At first we thought we might be dealing with an OS issue, since we’d
taken this downtime as a good opportunity to upgrade the server from
FreeBSD 5.x to 6.0-STABLE, so we got a little sidetracked debugging
UFS2 and newfs options (which we’d also experimented with during the
restore). In that experimenting, Leto managed to ferret out a weird
bug in FreeBSD 6 where the system will panic if you copy a large
directory structure to a drive which has been tuned with a large
average filesize parameter. (Sent PR amd64/89202 to the FreeBSD team)

http://www.freebsd.org/cgi/query-pr.cgi?pr=amd64/89202

Once we moved past that, though, we were still facing the weird read
errors. This morning I nicked two drives out of the raid10 volume (which
was empty anyway) and plugged them in to a spare 9500S card that we’ve
got on hand. We’re unable to repro the read errors off that card, which
would seem to indicate that the problem is indeed the old 3Ware 8506.
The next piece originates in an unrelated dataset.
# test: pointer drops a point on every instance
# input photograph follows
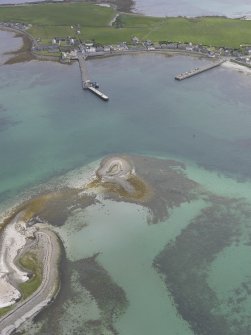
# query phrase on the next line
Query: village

Sadly, the 9500S card is only the four port model, so we can’t just
swap it in and start using it, we’ll have to order a new card for
the stats server.

I’m quite encouraged that we seem to have isolated the problem to the
controller card. It’s under warranty, but it’s a depot repair and
the vendor won’t just cross-ship us a replacement. We’ll have to
order a new card if we want to get the server back up and running in
a reasonable amount of time.